President Kais Saïed receives Prime Minister Najla Bouden. Carthage, 28 December 2021.

« President Kais Saïed stated that fiscal policy must have a solid base in justice, but in fact his choice consecrates a fiscal policy that is unjust », asserts Amine Bouzaiene, president of Al Bawsala’s project Marsad Budget. Bouzaiene shared his remarks regarding the country’s tax scheme shortly after the press conference held on December 28 during which Finance Minister Boughdiri Nemsia presented the 2022 finance law.

Leaders of Al Bawsala and the Tunisian Economic and Social Rights Forum (FTDES) are partners in the campaign « Yezi Ma Rhantouna » (You’ve put us in enough debt) against the country’s continued reliance on debt as a lever for development. Those behind the campaign have never been under the illusion that Bouden’s government has either the will or the capacity to radically change the status quo when it comes to fiscal justice.

As indicated by Minister Boughdiri’s presentation « Stabilizing public finances to reboot the economy », the 2022 finance law constitutes the government’s attempt to resolve, at least in part, its own budgetary issues, and to continue to dole out aid to businesses. Indeed, the overwhelming majority of measures in the new finance law are dedicated to these two economic actors.

Ostensibly, the 2022 finance law does not fail to lend a hand to disadvantaged segments of the population. As in preceding versions, the new law includes several provisions designed to prevent the complete degradation of economically vulnerable groups, and yet does nothing to pull them out of poverty. The number of such measures can be counted on one hand (see box below).

A few sparse measures for Tunisia’s poorest families

Out of the five measures relating to poor households, only three are laid out in quantifiable detail. First of all, the law revises a monthly stipend for low-income families, raising its value from 180 dinars to 200 dinars, and increasing the number of beneficiary families from 190,000 to 310,000.

Low- and middle-income families (a total of 120,000 families) are to receive a monthly stipend of 30 dinars for each child under 6 years of age. Finally, 36,000 low- and middle-income families will continue to receive 500 dinars in « integration » aid for students who pass the baccalaureate exam.

The two other provisions constitute what are, in reality, simple promises to « maintain aid and transfers provided at the beginning of each academic (school and university) year », to « accelerate the subsidized housing program » and above all to « not disrupt salaries and subsidies ».

What remains certain, however, is that Tunisia will not see an overhaul of its tax system in 2022, nor any time soon thereafter. Two examples demonstrate this reality and prove that, once again, the State’s taxation system penalizes the most vulnerable while sparing—and even protecting—the most powerful.

In this vein, operators of the country’s parallel market, most of whom belong to the most disenfranchised population groups, are invited to integrate into the formal economy by paying a 10% exit tax. The banks to whom these operators are to entrust the money they have accumulated will be responsible for turning this payment over to the government.

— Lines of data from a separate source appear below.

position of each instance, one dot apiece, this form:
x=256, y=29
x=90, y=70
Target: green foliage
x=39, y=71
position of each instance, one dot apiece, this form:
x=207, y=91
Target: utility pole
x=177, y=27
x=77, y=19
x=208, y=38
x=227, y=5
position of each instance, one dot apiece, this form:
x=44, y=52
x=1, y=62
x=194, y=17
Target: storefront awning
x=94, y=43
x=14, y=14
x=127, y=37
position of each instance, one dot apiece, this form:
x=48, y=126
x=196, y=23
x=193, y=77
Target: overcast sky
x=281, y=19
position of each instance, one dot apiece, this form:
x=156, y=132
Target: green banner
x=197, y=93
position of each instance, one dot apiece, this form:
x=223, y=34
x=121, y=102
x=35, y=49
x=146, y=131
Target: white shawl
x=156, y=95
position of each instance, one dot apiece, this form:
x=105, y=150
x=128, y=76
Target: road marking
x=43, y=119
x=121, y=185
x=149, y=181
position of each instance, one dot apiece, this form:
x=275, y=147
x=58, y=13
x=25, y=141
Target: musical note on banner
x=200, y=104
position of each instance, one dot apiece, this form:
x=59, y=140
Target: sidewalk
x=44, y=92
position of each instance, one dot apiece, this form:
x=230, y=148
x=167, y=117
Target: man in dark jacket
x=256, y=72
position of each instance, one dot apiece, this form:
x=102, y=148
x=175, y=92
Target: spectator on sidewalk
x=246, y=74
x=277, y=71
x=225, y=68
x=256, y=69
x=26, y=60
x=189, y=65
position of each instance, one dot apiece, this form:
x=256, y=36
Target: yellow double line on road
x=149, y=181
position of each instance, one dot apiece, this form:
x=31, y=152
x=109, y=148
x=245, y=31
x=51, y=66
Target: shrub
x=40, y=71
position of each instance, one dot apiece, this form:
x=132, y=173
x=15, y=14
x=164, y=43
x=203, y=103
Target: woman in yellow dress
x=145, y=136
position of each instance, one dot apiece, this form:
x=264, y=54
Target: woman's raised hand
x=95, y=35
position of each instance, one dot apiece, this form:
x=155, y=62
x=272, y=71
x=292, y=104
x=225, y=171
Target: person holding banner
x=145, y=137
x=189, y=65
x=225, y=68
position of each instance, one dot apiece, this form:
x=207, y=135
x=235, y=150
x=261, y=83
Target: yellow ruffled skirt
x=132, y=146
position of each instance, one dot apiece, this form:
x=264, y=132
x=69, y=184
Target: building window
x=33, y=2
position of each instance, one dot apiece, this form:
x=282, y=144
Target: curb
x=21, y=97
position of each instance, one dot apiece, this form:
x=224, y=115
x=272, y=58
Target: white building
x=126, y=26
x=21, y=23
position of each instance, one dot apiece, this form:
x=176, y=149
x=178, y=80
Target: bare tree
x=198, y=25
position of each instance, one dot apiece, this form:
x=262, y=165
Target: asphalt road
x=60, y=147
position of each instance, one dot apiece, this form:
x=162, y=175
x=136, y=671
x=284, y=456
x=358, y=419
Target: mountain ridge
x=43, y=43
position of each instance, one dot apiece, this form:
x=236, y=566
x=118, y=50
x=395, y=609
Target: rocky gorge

Operators of licensed professions (doctors and pharmacists in particular) on the other hand, can continue to sleep peacefully since they are—almost—entirely left out of the 2022 finance law. When a journalist pointed this detail out to Boughdiri by asking « why the tax rate for these professions was not increased? », the minister’s response was evasive: « When they are not subject to the direct tax scheme, these professions must pay a fine if their supplier does not apply a 1% fee ». A very « revolutionary » measure indeed.

President Saïed, who at one time seemed determined to spark a revolution that would bring more justice to the tax system, ultimately decided to swallow the poison that is the 2022 finance law. On December 28, he explained that he had « signed in spite of its shortcomings and unconvincing choices » and that « time was insufficient to achieve the people’s objectives relating to a just tax system ».

In the absence of any profound changes in this context, Tunisia will remain among the most unjust of African countries with regards to fiscal justice. And the numbers prove it; according to the Organization for Economic Cooperation and Development (OECD), physical persons in Tunisia contribute 22% to tax revenues, whereas businesses contribute 10%. It is precisely the opposite (18% to 19%) in 30 other African countries.